Monday, May 27, 2013

A Baker's Dozen of Reviews: Day Nine--A Passion for Pleasure

A Passion for Pleasure
By Nina Rowan
Publisher: 
Grand Central Publishing, Forever
Release Date: April 30, 2013

Sebastian Hall, brother to Alexander, Viscount Northwood (A Study in Seduction), resigned his position as conductor of the orchestra at the Court of Weimar, apparently in a display of artistic temperament, broke with his high-born patrons, and returned to London. Sebastian’s father, the Earl of Rushton, has never fully approved of his son’s musical career and is eager to see his second-born son settled into an appropriate position and married to an appropriate bride. Rushton gives Sebastian an ultimatum: marry or risk the loss of his allowance and possibly of his inheritance as well. What few people know is that a debilitating weakness in the muscles of his right arm and hand has left Sebastian unable to play the piano. His disability leaves him emotionally wounded and financially burdened by medical bills. When his brother Darius offers him money to find the plans for an encryption machine believed to be in the possession of Mr. Granville Blake, expert in automata and owner of Blake’s Museum of Automata, Sebastian reluctantly agrees to find the plans.

Clara Winter, the niece of Granville Blake, found sanctuary with her uncle when her father cast her out after her husband’s death. It is she whom Sebastian finds when he pays his first visit to Blake’s Museum of Automata. Although he has forgotten her, Clara recognizes him. He may look quite different from the musically gifted charmer who was the darling of London society, but Clara knows this man is the same Sebastian Hall who once gave music lessons to her and her brother in the halcyon days before the death of her brother and mother. What Clara doesn’t know is what this man who seemed the epitome of masculine beauty and grace to a younger Clara wants with her uncle.

She discovers Sebastian’s need for the encryption machine plans just after she learns that her latest effort to gain custody of her only child has failed. Her son, Andrew, according to the terms of his father’s will, is the ward of Clara’s father, Baron Fairfax. The baron, who declares Clara responsible for her husband’s death, charges that she is an unfit parent and has kept Andrew from his mother for more than a year.
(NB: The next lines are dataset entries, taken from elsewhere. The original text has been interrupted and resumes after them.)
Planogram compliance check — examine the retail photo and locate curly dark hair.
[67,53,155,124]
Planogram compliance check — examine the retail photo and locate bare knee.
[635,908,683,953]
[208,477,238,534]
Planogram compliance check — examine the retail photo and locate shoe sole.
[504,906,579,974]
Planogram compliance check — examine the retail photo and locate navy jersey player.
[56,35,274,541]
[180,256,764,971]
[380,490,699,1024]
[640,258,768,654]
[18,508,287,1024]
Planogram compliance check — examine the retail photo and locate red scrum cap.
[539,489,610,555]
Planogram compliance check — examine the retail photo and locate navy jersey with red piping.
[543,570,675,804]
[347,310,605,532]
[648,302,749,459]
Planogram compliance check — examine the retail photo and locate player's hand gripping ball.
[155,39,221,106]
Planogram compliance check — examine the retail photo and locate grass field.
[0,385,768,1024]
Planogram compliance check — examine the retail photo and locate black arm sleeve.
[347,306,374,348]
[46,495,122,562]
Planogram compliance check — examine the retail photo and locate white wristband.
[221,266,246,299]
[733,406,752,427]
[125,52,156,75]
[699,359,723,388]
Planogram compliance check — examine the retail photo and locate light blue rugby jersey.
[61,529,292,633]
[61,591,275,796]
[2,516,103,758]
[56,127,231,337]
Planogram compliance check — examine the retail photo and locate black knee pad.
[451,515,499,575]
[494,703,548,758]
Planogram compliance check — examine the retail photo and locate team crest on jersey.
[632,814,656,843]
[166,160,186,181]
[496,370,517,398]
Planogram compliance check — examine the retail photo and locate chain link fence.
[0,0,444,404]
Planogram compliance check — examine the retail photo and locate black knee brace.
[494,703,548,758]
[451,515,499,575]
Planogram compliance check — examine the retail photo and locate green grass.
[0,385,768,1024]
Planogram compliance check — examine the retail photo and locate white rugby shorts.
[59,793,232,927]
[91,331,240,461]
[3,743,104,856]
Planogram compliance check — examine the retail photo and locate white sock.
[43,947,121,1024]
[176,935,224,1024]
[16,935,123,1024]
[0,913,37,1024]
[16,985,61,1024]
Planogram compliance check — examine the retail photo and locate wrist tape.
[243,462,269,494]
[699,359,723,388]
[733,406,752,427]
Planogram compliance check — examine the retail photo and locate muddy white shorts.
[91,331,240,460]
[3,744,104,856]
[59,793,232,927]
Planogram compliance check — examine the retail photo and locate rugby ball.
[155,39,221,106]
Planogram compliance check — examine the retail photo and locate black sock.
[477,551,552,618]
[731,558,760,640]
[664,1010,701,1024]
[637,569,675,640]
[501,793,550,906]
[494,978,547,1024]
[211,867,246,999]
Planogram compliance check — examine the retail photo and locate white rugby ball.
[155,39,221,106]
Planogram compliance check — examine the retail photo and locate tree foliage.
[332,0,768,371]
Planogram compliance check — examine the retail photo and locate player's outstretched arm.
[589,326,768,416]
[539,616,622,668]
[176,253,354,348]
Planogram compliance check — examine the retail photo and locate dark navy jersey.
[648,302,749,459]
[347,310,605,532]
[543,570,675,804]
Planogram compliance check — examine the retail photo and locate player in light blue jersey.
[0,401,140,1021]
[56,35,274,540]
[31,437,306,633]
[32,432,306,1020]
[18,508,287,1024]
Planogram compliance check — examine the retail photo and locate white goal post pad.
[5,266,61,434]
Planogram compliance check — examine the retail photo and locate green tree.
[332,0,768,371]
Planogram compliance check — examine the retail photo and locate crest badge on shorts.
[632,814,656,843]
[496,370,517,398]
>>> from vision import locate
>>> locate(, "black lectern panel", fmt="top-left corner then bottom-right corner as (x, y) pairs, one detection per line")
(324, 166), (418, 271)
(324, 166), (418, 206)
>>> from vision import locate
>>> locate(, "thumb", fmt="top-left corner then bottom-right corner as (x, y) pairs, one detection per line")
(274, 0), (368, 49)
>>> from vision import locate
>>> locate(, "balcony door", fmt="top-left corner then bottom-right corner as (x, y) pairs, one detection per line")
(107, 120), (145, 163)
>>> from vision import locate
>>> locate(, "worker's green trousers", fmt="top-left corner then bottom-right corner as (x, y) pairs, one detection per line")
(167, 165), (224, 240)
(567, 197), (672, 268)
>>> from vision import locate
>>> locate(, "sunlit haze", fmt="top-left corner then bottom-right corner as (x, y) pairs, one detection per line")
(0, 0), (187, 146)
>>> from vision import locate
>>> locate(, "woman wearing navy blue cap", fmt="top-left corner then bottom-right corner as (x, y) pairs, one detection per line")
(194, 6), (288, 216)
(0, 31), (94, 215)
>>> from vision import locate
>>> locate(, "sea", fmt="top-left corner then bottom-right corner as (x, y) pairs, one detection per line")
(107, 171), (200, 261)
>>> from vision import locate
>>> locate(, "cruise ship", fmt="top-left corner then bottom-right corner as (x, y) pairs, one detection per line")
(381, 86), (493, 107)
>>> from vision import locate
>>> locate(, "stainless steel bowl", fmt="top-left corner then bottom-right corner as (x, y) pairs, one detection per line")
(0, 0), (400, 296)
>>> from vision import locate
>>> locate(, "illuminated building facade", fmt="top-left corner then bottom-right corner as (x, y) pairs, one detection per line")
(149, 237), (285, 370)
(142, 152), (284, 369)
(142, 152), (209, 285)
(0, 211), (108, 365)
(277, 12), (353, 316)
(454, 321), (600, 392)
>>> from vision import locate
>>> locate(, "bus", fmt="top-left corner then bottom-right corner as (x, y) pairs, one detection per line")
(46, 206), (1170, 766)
Knowing her father is facing bankruptcy because of his extravagance, Clara had hoped to offer him property she holds in a life tenancy to sell in exchange for her son, but the courts have ruled that she cannot break the trust. Desperate to have her son restored to her, Clara offers to locate the plans Sebastian needs if he will marry her, sell the property, which he can do legally as her husband, and use his influence as the son of an earl, to help her reclaim her son. Against the backdrop of familial conflict, a mother’s desperation, and an artist’s loss of the gift that defined him, the relationship between these two develops as they learn to love and trust one another and to believe in all they can achieve together.

A Passion for Pleasure is the second book in Rowan’s Daring Hearts series. While her sophomore novel lacks the rich historical and political contexts of her debut book, A Study in Seduction, it continues the intricate presentation of the theme of parenthood introduced in the first book. Rowan weaves the primary thread of Clara’s struggle to be reunited with her son with secondary threads that include Clara’s relationship with her own twisted father and with the maternal uncle who assumes the paternal role his brother-in-law abdicated and Sebastian’s relationship with his well-intentioned but controlling father and the mysterious mother who plunged the family into scandal when she eloped with her soldier lover. The Hall family is an interesting collection of characters, different from one another yet bound together by familial bonds and by the scandal that shadows all their lives. Clara’s story is interesting in its own right, and she is a particularly sympathetic figure as she exemplifies not only a mother willing to take any measure to reclaim her child but also the legal and social restrictions imposed on women of the period.

The chemistry between Sebastian and Clara is powerful, and the love scenes sizzle. I would like to have seen more details of the emotional development of their relationship. As it is, pragmatism and passion seem to be their strongest ties. I need to see the evidence rather than merely be told that they make one another better people. I also thought the fizzling out of the plot point involving the encryption plans was a betrayal of reader expectations. I recommend this book but with the noted caveats. I do think reading A Study in Seduction, while not necessary to understand A Passion for Pleasure, will make for a more rewarding reading experience.


Despite the flaws in the second book, I am intrigued by the world that Rowan has created. At the end of my review of A Study in Seduction, I expressed the hope that Talia and Castleford would get their own book, and I’m delighted that it is the next book in the series. I also look forward to learning more about diplomat Darius and his twin Nicholas. I found 2012 an exceptionally good year for debut discoveries, and Nina Rowan ranks high on that list.



I find that I am becoming more dedicated to reading series in order. I always feel as if I belong to an outer circle of readers when I don’t. How important do you consider reading series books in order?